Since the COVID-19 outbreak in the Kingdom in mid-March and the subsequent nationwide lockdown, the government has allowed the gradual reopening of businesses, including restaurants but set 12 midnight as the new curfew time.
Economists and unionists have also warned that many sectors would be impacted and it could result in a “large-scale regression if not a complete economic halt due to the new rules”.
"We call on the government to extend the working hours until 1am since most restaurants start closing down their kitchens at 10:30 or 11pm,” the Jordan Association for Restaurants and Sweets Shops Owners President Omar Awad said.
The association president added that the curfew time is basically “making it hard on these entities to operate normally and serve their customers while trying to make up the huge financial losses they endured recently”.
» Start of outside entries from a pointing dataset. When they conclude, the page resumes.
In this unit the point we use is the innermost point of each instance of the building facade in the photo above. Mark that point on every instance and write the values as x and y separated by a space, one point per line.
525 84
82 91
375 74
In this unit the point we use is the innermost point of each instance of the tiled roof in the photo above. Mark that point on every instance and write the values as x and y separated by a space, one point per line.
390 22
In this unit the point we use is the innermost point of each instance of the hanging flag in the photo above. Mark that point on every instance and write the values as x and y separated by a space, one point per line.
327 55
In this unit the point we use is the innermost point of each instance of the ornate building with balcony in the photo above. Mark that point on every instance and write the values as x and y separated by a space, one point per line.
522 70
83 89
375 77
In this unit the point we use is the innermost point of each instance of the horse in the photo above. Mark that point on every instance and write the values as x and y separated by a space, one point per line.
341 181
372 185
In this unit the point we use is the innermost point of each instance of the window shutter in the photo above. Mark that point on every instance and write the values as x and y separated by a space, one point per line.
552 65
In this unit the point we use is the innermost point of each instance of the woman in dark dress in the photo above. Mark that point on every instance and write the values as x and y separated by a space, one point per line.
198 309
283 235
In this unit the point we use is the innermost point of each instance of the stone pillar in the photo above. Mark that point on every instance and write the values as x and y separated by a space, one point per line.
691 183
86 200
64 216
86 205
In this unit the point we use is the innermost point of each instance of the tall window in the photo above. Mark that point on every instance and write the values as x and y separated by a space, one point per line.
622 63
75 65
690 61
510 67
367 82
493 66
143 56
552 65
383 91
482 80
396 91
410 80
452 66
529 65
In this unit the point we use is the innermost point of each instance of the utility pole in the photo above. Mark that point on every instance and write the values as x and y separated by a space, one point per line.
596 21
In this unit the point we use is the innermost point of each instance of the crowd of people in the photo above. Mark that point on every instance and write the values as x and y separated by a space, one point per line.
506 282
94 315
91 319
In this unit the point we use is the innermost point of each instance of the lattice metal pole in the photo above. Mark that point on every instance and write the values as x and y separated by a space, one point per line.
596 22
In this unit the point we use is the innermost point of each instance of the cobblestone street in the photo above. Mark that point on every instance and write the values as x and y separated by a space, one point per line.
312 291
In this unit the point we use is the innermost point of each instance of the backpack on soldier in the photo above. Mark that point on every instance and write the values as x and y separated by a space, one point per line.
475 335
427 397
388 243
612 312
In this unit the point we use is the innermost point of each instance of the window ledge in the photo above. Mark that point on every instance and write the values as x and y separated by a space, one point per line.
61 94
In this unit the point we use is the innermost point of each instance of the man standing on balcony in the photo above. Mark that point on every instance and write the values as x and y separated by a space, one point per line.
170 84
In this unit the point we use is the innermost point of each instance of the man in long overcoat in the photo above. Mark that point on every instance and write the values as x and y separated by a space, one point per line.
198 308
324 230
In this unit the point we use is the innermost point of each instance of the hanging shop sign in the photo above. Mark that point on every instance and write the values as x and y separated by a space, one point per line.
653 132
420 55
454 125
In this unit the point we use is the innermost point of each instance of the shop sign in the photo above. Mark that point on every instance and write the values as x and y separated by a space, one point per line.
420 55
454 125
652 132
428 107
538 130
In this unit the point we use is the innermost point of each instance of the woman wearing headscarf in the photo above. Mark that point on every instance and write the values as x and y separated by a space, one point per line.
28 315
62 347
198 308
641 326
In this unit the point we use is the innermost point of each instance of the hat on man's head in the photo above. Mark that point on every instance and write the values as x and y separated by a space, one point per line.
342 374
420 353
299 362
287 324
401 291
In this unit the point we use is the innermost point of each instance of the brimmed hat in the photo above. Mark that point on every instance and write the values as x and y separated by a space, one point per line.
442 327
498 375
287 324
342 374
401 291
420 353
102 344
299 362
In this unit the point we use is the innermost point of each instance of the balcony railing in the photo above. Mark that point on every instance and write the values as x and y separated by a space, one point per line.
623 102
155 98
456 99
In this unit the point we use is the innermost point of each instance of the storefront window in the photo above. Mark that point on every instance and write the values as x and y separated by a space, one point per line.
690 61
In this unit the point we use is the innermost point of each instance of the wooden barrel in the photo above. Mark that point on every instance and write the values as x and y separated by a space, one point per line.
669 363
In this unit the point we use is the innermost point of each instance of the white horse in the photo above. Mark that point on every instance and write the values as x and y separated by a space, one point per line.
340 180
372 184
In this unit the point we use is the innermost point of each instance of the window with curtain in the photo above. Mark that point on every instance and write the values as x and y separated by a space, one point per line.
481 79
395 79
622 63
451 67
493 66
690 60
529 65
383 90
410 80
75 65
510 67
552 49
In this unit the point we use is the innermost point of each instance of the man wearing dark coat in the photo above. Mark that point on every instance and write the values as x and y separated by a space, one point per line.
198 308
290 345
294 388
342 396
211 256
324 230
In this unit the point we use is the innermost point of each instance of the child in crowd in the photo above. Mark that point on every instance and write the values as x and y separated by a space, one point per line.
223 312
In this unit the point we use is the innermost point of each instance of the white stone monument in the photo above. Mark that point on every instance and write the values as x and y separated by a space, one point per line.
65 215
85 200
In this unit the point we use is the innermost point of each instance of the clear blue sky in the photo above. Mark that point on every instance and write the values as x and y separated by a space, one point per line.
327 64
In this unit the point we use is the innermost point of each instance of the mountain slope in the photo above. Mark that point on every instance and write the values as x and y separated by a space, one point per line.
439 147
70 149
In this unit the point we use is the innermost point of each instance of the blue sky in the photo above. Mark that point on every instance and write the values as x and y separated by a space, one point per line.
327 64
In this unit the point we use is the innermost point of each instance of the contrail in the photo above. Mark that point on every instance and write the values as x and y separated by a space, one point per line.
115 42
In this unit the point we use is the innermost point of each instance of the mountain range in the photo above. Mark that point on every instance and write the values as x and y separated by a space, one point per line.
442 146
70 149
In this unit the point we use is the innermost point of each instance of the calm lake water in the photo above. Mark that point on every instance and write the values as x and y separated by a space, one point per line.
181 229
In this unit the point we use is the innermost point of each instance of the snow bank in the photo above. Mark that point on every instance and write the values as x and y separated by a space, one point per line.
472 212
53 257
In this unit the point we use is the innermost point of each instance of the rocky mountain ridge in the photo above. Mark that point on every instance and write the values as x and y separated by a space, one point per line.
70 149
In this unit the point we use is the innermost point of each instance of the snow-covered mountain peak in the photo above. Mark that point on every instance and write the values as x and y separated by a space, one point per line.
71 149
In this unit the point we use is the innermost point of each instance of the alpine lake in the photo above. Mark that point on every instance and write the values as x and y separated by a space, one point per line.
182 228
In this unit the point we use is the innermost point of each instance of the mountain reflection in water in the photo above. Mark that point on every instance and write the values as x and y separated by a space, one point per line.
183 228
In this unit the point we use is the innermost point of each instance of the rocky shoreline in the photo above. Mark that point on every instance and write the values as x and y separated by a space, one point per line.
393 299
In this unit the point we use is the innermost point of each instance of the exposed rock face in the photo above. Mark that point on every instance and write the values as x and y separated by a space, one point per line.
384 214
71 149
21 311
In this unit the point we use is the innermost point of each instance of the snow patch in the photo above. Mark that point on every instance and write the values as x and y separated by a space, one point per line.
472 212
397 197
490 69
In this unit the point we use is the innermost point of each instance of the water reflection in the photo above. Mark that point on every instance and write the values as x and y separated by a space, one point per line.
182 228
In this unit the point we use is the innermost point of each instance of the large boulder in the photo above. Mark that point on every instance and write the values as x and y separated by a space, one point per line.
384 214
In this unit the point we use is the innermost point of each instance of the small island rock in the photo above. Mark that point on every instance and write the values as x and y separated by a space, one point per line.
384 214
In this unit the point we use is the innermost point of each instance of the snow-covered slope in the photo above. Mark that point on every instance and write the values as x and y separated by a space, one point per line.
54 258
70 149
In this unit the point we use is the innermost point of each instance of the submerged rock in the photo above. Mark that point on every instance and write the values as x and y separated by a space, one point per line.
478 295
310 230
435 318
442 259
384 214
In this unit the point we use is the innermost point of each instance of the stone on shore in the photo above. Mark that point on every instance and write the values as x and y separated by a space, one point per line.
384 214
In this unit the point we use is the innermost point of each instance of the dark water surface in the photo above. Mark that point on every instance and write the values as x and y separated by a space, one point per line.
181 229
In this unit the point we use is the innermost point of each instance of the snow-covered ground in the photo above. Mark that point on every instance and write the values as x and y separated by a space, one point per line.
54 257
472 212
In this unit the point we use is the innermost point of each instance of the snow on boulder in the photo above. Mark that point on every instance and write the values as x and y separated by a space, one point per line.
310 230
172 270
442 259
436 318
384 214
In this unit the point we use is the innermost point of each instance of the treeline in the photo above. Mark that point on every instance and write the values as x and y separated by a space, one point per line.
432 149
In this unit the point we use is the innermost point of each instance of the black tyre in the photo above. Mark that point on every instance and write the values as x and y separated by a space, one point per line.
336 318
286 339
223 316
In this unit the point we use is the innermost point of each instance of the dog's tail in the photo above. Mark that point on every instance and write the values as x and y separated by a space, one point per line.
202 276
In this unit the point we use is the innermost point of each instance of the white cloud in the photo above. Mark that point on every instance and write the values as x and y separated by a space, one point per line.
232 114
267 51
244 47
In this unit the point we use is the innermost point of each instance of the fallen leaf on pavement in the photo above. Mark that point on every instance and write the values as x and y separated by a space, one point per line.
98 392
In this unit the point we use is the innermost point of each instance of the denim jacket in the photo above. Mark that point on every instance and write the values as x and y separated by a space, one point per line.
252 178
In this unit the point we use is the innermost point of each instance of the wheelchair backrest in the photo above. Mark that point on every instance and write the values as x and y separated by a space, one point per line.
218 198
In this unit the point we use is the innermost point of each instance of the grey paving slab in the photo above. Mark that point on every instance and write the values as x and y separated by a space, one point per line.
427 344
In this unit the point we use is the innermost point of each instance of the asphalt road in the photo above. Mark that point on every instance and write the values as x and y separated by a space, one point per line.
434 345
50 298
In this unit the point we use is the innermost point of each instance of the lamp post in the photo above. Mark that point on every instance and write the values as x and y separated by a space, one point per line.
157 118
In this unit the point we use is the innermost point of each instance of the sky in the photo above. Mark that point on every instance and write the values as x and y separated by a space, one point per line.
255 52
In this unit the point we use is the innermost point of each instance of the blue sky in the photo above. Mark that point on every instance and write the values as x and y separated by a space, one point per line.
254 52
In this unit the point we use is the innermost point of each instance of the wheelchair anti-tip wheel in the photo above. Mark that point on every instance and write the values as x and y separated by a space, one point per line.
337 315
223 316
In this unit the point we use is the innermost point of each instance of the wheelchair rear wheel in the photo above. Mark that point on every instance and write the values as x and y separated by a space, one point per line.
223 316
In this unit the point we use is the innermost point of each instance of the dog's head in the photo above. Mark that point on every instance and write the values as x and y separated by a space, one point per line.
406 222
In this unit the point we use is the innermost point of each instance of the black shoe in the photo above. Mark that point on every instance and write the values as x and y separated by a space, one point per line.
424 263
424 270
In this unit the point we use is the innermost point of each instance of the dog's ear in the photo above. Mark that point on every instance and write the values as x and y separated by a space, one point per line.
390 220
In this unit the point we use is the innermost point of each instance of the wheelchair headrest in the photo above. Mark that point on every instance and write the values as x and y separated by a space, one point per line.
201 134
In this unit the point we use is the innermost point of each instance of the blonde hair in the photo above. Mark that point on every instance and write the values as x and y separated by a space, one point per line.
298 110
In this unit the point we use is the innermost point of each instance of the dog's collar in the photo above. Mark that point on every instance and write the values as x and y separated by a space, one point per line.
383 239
Earlier in the month, foodstuffs sector representative at the Jordan Chamber of Commerce Raed Hamadah called for extending the working hours of restaurants and shops to 24 hours a day, with the aim of stimulating commercial and local tourism movement and protecting the sector.
Awad also called on the Ministry of Labour to consider slashing the work permit fees of foreign labourers working in the food industry.
“Foreign labourers working at restaurants pay JD520 for work permits and JD80 for the medical certificate and this is very high given the tough conditions,” Awad told The Jordan Times.
He pointed out that the Ministry of Labour “recently reduced the same kind of fee for foreign labourers working in the agriculture and bakery sectors”.
“I wonder why didn’t the labour ministry take a unified decision related to all foreign workers… I do not feel that the ministry is being just or has a long-term vision when taking its decisions,” Awad added.